By Tyler Jang. March 4, 2019.
While we’re certainly a long way from the killer robots of the Terminator series, autonomous weaponry is a subject of growing importance and is one we should approach cautiously.
This past weekend, U.S. Army Lieutenant Colonel Chris Ford spoke at the Duke 2019 Law, Ethics, and National Security (LENS) Conference, summarizing the current reality of, and legal framework for, autonomous weapons. The U.S. Department of Defense’s current operating definition for an autonomous weapon systems is “A weapon system that, once activated, can select and engage targets without further intervention by a human operator. This includes human-supervised autonomous weapon systems that are designed to allow human operators to override operation of the weapon system, but can select and engage targets without further human input from activation.” This definition still leaves significant ambiguity that makes regulation of such systems difficult.
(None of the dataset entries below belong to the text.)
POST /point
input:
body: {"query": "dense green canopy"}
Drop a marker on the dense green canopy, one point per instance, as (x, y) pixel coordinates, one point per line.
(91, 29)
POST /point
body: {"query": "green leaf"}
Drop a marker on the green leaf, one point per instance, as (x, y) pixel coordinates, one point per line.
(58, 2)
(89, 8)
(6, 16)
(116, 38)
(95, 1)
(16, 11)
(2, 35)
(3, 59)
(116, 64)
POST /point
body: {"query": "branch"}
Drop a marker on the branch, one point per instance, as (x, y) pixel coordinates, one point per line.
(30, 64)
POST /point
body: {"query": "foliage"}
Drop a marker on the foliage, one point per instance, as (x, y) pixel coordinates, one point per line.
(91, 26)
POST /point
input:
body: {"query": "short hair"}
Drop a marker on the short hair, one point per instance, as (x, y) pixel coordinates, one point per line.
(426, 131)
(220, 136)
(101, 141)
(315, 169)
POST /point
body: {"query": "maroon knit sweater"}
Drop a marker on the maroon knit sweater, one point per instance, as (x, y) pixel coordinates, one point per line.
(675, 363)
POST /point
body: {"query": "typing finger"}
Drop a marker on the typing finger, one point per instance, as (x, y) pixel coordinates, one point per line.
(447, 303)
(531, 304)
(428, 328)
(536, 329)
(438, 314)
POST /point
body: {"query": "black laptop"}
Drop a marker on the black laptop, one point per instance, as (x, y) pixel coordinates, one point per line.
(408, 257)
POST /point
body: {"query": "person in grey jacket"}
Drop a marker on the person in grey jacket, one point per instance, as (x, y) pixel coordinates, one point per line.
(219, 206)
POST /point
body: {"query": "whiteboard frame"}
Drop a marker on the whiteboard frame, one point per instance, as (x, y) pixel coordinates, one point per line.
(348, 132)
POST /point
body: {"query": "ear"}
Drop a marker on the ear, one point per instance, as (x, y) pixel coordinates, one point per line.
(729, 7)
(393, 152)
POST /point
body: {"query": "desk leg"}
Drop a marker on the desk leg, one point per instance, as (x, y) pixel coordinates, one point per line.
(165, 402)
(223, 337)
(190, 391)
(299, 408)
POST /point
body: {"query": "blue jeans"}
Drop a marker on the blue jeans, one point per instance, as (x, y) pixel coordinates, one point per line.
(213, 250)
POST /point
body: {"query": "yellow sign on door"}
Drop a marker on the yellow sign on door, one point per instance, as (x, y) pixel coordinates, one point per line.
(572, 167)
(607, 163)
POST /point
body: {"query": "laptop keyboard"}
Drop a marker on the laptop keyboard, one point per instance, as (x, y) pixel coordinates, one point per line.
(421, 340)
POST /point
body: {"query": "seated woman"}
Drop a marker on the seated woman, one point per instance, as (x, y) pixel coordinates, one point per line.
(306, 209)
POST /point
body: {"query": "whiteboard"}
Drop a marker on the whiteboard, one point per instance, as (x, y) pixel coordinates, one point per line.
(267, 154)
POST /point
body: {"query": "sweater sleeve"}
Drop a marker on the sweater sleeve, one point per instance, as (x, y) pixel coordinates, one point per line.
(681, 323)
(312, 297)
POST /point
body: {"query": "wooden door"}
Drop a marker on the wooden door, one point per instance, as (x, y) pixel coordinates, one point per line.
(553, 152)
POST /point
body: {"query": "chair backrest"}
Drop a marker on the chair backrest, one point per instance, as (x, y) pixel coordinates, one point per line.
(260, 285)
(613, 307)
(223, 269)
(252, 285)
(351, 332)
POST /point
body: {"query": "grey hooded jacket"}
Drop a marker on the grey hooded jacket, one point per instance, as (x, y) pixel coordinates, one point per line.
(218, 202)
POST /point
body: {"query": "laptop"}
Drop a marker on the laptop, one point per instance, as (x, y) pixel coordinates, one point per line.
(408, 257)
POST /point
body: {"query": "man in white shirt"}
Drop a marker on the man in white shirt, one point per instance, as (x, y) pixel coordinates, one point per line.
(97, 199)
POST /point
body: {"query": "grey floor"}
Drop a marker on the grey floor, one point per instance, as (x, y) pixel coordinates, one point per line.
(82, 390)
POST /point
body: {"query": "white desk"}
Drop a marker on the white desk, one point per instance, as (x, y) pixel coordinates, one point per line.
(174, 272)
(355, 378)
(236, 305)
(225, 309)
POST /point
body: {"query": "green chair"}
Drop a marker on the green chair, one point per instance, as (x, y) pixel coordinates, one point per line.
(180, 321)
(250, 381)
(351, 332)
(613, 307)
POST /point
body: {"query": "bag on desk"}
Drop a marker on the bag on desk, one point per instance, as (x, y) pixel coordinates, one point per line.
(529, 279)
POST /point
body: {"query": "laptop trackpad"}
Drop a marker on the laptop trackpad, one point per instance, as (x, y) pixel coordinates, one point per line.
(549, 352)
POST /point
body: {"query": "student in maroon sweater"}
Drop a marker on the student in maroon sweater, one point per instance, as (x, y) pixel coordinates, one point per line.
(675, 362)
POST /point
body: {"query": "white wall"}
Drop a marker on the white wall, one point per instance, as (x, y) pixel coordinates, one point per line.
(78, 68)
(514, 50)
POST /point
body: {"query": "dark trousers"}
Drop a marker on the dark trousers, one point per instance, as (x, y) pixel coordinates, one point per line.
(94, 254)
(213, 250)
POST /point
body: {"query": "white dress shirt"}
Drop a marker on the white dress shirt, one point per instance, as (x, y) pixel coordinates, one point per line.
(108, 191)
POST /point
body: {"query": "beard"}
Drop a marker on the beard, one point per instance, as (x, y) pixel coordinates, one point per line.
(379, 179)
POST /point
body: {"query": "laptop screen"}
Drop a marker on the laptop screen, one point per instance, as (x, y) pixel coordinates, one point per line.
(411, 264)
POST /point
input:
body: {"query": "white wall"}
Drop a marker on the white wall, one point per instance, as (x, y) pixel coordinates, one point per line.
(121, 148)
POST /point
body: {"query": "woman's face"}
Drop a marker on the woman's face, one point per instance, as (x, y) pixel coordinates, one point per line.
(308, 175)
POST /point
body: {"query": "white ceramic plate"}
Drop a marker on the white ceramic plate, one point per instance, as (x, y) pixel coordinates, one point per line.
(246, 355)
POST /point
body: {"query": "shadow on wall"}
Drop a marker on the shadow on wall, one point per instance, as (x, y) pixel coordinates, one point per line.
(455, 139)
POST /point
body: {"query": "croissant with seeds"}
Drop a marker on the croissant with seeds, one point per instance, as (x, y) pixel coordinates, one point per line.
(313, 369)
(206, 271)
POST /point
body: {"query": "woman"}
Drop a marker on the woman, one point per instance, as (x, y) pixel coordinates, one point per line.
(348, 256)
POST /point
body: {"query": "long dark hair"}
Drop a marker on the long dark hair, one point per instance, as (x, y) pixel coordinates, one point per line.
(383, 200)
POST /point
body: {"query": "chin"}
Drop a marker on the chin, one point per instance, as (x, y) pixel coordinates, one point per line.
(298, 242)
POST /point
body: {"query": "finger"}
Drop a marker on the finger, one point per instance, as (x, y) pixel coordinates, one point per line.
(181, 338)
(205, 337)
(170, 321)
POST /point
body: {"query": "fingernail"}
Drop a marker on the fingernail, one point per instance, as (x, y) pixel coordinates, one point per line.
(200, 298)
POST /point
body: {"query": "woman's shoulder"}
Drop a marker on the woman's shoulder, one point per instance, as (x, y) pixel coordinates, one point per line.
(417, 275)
Autonomous weapons systems operate on a broad spectrum of capabilities. Related to how there is no consensus definition of “artificial intelligence,” there are in fact a range of functions that could be considered, in a military weapons sense, “autonomous.” Understanding the implications of autonomous weapons systems requires defining the spectrums of autonomy.
For the U.S. military, this conversation is dictated by the existing United States Targeting Cycle—which breaks down distinct steps to find, fix, track, target, engage, and assess threats. Most existing weapons systems handle one or two of these functions, particularly the tracking and targeting phases. But looking forward, that will change: much of the current debate on artificial intelligence in the military centers around the implications of letting these systems handle the engagement phase.
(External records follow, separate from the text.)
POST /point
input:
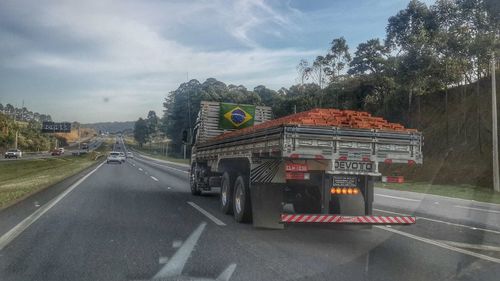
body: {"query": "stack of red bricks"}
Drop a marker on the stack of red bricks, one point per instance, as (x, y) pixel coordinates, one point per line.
(326, 117)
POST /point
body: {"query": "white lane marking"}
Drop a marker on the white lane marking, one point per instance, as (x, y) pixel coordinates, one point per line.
(471, 246)
(440, 221)
(429, 195)
(439, 244)
(207, 214)
(176, 243)
(176, 264)
(23, 225)
(477, 209)
(396, 197)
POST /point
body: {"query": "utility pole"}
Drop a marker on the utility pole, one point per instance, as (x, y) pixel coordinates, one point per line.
(17, 133)
(494, 131)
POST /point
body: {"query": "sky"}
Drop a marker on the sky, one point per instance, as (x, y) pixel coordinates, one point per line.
(105, 60)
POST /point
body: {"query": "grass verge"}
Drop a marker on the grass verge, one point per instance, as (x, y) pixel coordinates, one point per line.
(468, 192)
(19, 179)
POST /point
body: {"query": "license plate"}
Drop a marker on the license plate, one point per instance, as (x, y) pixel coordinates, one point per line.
(354, 166)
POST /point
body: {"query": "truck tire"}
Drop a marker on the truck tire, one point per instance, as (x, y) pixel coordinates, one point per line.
(193, 182)
(226, 193)
(242, 206)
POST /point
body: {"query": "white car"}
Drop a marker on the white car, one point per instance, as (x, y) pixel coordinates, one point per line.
(115, 157)
(123, 156)
(13, 153)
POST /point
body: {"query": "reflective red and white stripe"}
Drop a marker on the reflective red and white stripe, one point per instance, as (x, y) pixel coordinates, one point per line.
(307, 218)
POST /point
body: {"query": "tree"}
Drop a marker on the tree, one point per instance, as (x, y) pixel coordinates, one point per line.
(338, 57)
(370, 57)
(152, 121)
(141, 131)
(412, 32)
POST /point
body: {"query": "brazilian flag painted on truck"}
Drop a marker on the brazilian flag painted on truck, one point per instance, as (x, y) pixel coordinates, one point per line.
(236, 116)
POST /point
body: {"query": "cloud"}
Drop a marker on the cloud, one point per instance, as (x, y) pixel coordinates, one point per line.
(134, 52)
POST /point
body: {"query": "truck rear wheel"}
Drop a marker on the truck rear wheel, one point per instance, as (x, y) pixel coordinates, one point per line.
(226, 194)
(193, 182)
(242, 206)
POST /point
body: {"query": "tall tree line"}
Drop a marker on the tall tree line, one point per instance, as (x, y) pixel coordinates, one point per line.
(427, 49)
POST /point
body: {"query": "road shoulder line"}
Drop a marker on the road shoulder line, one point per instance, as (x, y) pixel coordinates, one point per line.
(10, 235)
(439, 244)
(440, 221)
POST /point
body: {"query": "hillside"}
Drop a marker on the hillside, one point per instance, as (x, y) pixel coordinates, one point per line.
(112, 127)
(461, 153)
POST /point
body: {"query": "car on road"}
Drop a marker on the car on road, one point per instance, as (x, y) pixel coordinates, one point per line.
(13, 153)
(123, 156)
(114, 157)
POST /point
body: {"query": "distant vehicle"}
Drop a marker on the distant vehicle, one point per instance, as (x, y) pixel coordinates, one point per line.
(123, 156)
(13, 153)
(115, 157)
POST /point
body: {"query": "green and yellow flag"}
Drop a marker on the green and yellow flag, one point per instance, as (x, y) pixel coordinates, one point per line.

In this same vein, the replicability and predictability of AI raises major concerns. AI, particularly machine learning, is built by allowing a computer to “learn” based on provided data sets. Problems arise when a system is deployed in an environment different from its training set, causing it to respond unpredictably. This was seen in the case of Microsoft’s Tay, a chatbot that learned to respond to Tweets and developed into a discriminatory disaster.
Tay’s behavior is neither an established norm nor an inevitable outcome of every application of AI, but it serves as a cautionary tale. If autonomous systems are not predictable, how can military personnel responsibly deploy them to complete certain tasks, especially when commanders must assess the proportionality of a military action’s gain against its potential for collateral damage? Some analysts seem to think they won’t be able to, at least not reliably in the near future. For instance, the Campaign to Stop Killer Robots sees this problem as irresolvable with disastrous moral implications and is lobbying to ban autonomous weaponry altogether.
Other state actors are spearheading their own research into AI. Russia in particular is pursuing adaptive drones that utilize “swarm” technology to coordinate the tracking and targeting of enemy combatants.
As it stands, there is no customary international law with respect to autonomous weapons, but the Group of Governmental Experts is scheduled to meet in March to again discuss potential regulation, making sure that human accountability is preserved in these systems. But with regulation lagging behind the technological frontier, artificial intelligence is poised to be at the center of international competition.
Ford stresses that while the evolving developments have potential for both good and ill, many questions remain. With most of the technological prowess coming from Silicon Valley, who will drive regulation, and will it be fast enough to catch up with the rapidly progressing field?
Tyler Jang is a first-year majoring in electrical and computer engineering and a member of the Duke Cyber Team.